Para acabar con Napoleón hubo que movilizar un ejército de un millón de hombres y la guerra europea. Sólo una guerra mundial terminó con Hitler. César tuvo que ser asesinado. De Gaulle se suicidó políticamente. Lenin, Franco, Salazar y Mao murieron con bastante oportunidad. El final de un dictador libera las fuerzas comprimidas de la sociedad dictada y aparece como el final de una época, que acaba con la muerte, pero no por la muerte. Si Franco hubiera. durado más, el régimen fascista se habría prolongado algo, pero no mucho más: al dictador que no muere cuando debe se le manda al exilio, como a Marcos, o es ejecutado, como Robespierre.Con las muertes naturales de Lenin y de Mao terminaron las revoluciones rusa y china. Como la francesa, habían sido necesarias para destruir el viejo orden, pero eran un obstáculo para construir el nuevo. Habían realizado ya la inaplazable tarea de barrer lo esencial de las viejas sociedades feudal y asiática; seguía la también indispensable edificación -del capitalismo en alguna de sus modalidades, y edificar no es lo propio de las revoluciones. La sangre que calma la sed de los dioses no aplaca el hambre del pueblo. El intento, extemporáneo de la banda de los cuatro de continuar un maoísmo peculiar estaba destinado al fracaso.

Había pasado la hora de la pequeña burguesía revolucionaria y había llegado la de la burguesía de Estado, y era inevitable que Deng Xiaoping, como antes Stalin, ganara la partida. No se detiene el progreso con los principios, al menos no por mucho tiempo.

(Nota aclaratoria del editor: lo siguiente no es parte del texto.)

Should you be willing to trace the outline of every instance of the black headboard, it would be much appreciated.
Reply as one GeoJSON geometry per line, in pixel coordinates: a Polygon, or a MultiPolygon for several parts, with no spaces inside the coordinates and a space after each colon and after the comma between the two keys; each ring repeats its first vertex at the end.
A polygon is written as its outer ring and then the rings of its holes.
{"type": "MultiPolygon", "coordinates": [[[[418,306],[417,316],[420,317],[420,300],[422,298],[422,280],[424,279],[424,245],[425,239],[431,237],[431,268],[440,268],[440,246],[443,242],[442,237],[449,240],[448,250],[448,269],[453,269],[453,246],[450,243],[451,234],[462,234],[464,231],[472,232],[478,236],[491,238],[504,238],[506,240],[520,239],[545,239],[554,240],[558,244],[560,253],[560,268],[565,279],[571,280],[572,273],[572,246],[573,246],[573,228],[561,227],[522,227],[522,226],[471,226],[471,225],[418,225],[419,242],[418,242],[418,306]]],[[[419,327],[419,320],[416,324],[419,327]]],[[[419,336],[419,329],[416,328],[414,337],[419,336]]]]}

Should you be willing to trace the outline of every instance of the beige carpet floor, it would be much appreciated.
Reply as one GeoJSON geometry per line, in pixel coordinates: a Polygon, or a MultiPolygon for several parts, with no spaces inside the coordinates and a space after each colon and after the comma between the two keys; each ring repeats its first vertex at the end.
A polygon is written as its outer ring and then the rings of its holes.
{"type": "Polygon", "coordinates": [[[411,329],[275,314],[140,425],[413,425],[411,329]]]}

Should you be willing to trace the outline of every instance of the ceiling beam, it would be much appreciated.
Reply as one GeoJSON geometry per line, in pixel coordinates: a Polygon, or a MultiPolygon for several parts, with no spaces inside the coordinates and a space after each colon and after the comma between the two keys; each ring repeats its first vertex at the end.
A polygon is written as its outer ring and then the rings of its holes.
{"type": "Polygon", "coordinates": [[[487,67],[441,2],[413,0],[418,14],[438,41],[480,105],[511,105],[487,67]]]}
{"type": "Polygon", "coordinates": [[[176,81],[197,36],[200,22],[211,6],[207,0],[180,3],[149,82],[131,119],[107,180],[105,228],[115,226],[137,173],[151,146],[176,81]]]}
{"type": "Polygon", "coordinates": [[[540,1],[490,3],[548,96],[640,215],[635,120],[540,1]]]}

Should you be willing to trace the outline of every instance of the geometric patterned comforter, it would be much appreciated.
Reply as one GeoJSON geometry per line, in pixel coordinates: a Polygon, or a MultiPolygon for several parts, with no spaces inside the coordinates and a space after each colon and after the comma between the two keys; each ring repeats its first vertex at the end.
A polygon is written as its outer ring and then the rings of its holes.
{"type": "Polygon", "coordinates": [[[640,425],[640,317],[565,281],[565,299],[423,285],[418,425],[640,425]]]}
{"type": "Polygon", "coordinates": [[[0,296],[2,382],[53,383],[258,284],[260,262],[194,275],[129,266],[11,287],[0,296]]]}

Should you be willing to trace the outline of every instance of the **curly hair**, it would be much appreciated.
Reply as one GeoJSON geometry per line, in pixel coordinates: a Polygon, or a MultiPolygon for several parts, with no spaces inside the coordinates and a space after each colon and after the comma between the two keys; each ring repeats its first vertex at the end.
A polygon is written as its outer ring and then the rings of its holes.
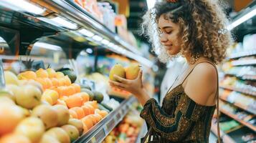
{"type": "Polygon", "coordinates": [[[232,44],[231,33],[225,29],[228,23],[222,9],[223,4],[216,0],[179,0],[178,2],[158,2],[143,16],[143,33],[153,45],[153,51],[160,51],[158,58],[166,62],[174,56],[169,55],[160,43],[158,28],[159,17],[178,24],[182,42],[180,54],[189,54],[191,61],[204,56],[215,64],[225,57],[226,49],[232,44]]]}

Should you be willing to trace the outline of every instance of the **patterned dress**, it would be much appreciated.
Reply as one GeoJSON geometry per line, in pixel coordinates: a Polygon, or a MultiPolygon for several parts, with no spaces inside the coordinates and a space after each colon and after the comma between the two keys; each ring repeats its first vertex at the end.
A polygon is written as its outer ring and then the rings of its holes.
{"type": "Polygon", "coordinates": [[[166,94],[161,107],[150,99],[141,112],[152,128],[148,142],[209,142],[215,107],[196,103],[186,94],[182,84],[166,94]]]}

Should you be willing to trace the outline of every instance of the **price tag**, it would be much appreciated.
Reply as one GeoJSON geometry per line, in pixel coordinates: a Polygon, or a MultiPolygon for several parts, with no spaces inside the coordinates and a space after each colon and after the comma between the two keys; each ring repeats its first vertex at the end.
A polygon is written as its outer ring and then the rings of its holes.
{"type": "Polygon", "coordinates": [[[100,142],[105,137],[106,134],[105,133],[104,129],[100,129],[94,137],[96,139],[96,142],[100,142]]]}
{"type": "Polygon", "coordinates": [[[106,126],[107,132],[110,132],[112,131],[112,129],[115,127],[115,122],[114,119],[113,119],[110,122],[108,122],[108,123],[107,124],[107,126],[106,126]]]}
{"type": "Polygon", "coordinates": [[[96,139],[93,137],[89,142],[90,143],[96,143],[96,139]]]}

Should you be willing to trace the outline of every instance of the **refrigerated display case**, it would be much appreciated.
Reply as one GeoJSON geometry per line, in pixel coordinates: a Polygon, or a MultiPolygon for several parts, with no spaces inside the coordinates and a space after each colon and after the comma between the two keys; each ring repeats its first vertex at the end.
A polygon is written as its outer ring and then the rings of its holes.
{"type": "MultiPolygon", "coordinates": [[[[138,62],[147,70],[153,65],[153,59],[143,57],[138,49],[71,0],[2,1],[0,2],[0,59],[3,61],[1,65],[3,69],[16,74],[28,69],[37,72],[51,67],[56,72],[62,72],[67,68],[74,72],[77,79],[75,83],[80,84],[82,87],[85,86],[83,82],[87,83],[86,82],[89,81],[83,75],[96,72],[102,74],[108,72],[104,68],[102,71],[99,69],[102,62],[99,59],[100,57],[105,59],[109,54],[115,53],[128,59],[128,64],[138,62]],[[79,66],[82,61],[91,69],[87,70],[86,65],[79,66]]],[[[3,72],[1,74],[3,75],[3,72]]],[[[153,82],[153,72],[146,74],[146,79],[153,82]]],[[[70,77],[67,77],[68,81],[71,81],[70,77]]],[[[4,79],[1,78],[1,82],[4,79]]],[[[93,84],[100,87],[93,79],[90,79],[93,84]]],[[[44,90],[54,90],[47,84],[43,85],[44,90]]],[[[59,87],[56,87],[57,89],[59,87]]],[[[88,87],[102,92],[100,88],[88,87]]],[[[150,88],[153,91],[153,88],[150,88]]],[[[133,97],[110,98],[119,102],[119,106],[73,142],[102,142],[129,111],[130,105],[136,102],[133,97]]]]}

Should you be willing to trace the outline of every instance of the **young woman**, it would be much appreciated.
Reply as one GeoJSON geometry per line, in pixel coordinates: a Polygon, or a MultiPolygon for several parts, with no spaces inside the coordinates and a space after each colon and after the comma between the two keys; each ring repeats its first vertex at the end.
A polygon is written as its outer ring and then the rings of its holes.
{"type": "Polygon", "coordinates": [[[161,47],[160,60],[182,55],[188,68],[170,87],[161,107],[143,88],[142,71],[134,80],[115,76],[119,82],[110,81],[110,85],[131,92],[144,106],[141,117],[150,127],[146,142],[209,142],[218,99],[215,64],[232,44],[220,4],[217,0],[169,0],[156,4],[143,18],[149,39],[161,47]]]}

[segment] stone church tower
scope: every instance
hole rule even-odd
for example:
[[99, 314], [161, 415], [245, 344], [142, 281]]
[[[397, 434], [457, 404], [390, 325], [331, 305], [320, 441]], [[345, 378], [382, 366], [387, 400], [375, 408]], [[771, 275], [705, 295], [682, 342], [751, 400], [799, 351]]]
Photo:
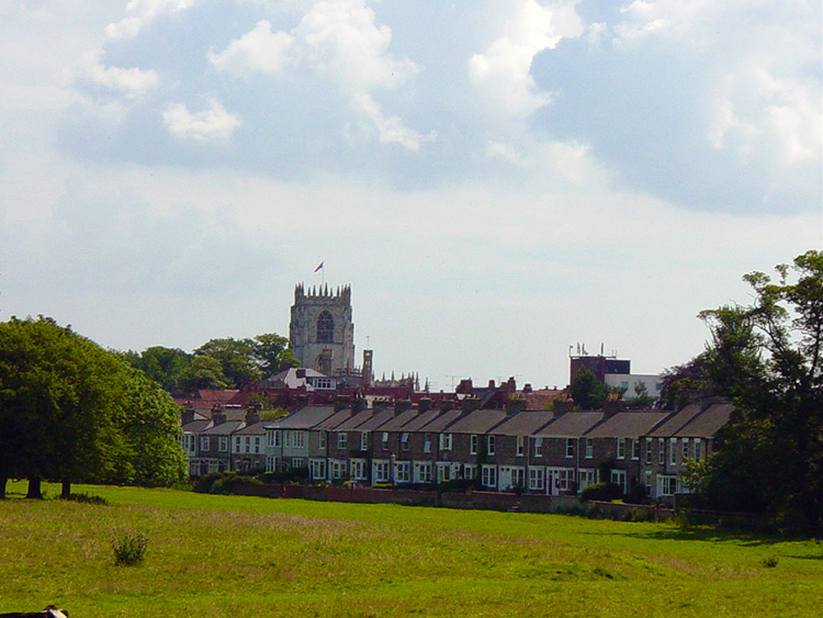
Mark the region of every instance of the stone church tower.
[[351, 288], [329, 291], [328, 285], [308, 292], [294, 286], [289, 342], [301, 367], [326, 375], [354, 369], [354, 324]]

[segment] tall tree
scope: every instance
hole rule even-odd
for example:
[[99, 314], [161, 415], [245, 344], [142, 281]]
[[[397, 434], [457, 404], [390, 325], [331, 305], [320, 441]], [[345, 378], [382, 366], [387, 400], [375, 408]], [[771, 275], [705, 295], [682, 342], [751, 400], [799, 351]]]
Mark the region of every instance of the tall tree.
[[709, 464], [712, 502], [823, 525], [823, 252], [744, 277], [754, 302], [706, 311], [700, 358], [717, 392], [736, 404]]

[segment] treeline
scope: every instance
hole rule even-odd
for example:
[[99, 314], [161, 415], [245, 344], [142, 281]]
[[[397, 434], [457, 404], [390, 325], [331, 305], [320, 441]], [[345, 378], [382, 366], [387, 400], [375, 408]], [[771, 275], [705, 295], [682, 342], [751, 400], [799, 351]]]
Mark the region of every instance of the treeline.
[[278, 373], [297, 362], [289, 339], [274, 333], [245, 339], [211, 339], [189, 353], [154, 346], [143, 352], [124, 352], [135, 369], [170, 393], [200, 389], [239, 389]]
[[9, 479], [170, 485], [183, 479], [179, 408], [116, 352], [53, 319], [0, 323], [0, 497]]
[[677, 406], [723, 395], [735, 404], [715, 452], [687, 482], [695, 506], [767, 514], [785, 529], [823, 532], [823, 251], [744, 276], [749, 305], [704, 311], [711, 339], [667, 372]]

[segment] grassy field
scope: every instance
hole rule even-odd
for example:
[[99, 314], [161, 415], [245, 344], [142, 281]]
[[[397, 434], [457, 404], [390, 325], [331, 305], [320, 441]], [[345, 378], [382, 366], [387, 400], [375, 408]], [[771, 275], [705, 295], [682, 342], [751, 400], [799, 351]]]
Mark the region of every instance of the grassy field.
[[[823, 543], [665, 524], [80, 486], [0, 502], [0, 613], [820, 616]], [[46, 486], [56, 496], [56, 486]], [[137, 566], [112, 539], [145, 533]]]

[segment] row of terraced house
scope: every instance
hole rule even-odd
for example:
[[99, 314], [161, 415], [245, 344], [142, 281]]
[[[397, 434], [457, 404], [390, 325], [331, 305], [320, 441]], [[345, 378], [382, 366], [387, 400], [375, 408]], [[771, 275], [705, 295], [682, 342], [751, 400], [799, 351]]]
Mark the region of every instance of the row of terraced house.
[[[190, 472], [307, 468], [312, 481], [427, 485], [475, 480], [484, 490], [576, 494], [599, 481], [651, 498], [686, 493], [688, 461], [704, 459], [732, 404], [707, 398], [676, 412], [483, 409], [465, 396], [432, 405], [339, 398], [260, 420], [255, 409], [183, 418]], [[560, 407], [560, 406], [557, 406]], [[608, 477], [601, 477], [608, 474]]]

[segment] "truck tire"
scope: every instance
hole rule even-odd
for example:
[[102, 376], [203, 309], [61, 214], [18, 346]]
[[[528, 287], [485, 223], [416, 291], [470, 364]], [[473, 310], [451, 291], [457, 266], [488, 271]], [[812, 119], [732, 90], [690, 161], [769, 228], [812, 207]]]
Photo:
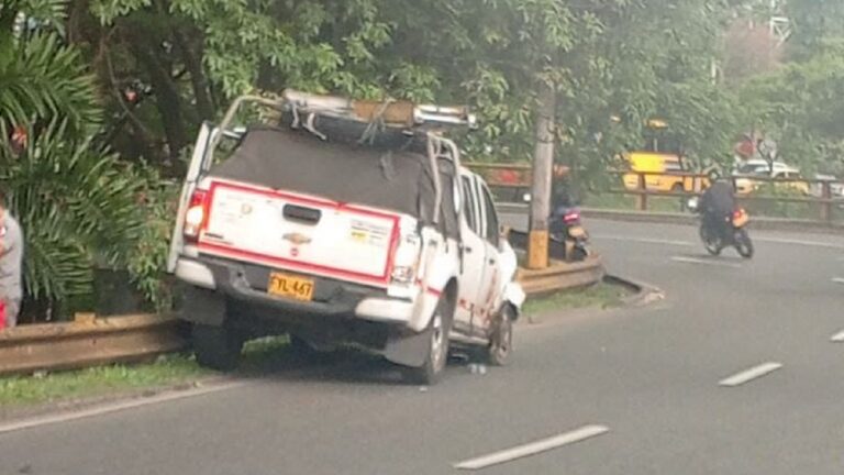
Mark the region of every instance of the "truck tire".
[[197, 323], [191, 332], [197, 362], [221, 372], [237, 368], [243, 339], [226, 327]]
[[448, 362], [448, 332], [452, 329], [453, 306], [445, 298], [434, 309], [431, 322], [425, 329], [427, 354], [419, 367], [403, 367], [402, 376], [410, 384], [431, 386], [436, 384], [445, 372]]
[[513, 353], [513, 308], [506, 305], [489, 339], [486, 360], [491, 366], [506, 366]]

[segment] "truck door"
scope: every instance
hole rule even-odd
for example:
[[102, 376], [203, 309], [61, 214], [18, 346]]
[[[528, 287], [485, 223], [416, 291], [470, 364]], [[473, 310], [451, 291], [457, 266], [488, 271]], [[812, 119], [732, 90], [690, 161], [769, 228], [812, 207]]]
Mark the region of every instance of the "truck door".
[[[492, 200], [492, 195], [482, 181], [478, 179], [478, 199], [484, 208], [484, 273], [479, 286], [479, 311], [476, 311], [471, 321], [473, 329], [477, 332], [486, 332], [489, 329], [492, 317], [498, 310], [498, 295], [501, 287], [500, 240], [501, 228], [498, 212]], [[486, 334], [486, 333], [485, 333]]]
[[455, 330], [471, 333], [473, 317], [479, 310], [480, 286], [486, 269], [486, 244], [482, 238], [482, 209], [478, 201], [477, 184], [462, 175], [464, 219], [462, 225], [463, 266], [455, 310]]

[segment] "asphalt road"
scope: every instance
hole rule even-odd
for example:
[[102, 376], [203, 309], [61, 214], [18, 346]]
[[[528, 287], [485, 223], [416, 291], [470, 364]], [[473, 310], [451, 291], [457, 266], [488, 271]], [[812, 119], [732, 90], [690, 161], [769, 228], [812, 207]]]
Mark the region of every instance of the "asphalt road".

En una época reciente y de lejanísima memoria, China era, para unos cuantos, Ia base de las orientaciones de la revolución proletaria mundial", y Mao Zedong, la fuente de todo pensamiento. Eran los últimos coletazos en Occidente del revolucionarismo tercermundisa y, entre algunos intelectuales, de la filosofía oriental. En la medida de sus pobres posibilidades y de su actividad frenética, nos inundaron de porvenires radiantes, grandes saltos hacia delante, revoluciones culturales, centenares de flores, confianza en las masas chinas y toda clase de consignas, pueriles. El estilo de catecismo es adecuado en un país profundamente subdesarrollado y no debe reprochársele a Mao; pero podemos increpar a nuestra pequeña burguesía prochina por la exageración de confundir la incultura occidental con el analfabetismo oriental: aquí la metáfora política no conmueve.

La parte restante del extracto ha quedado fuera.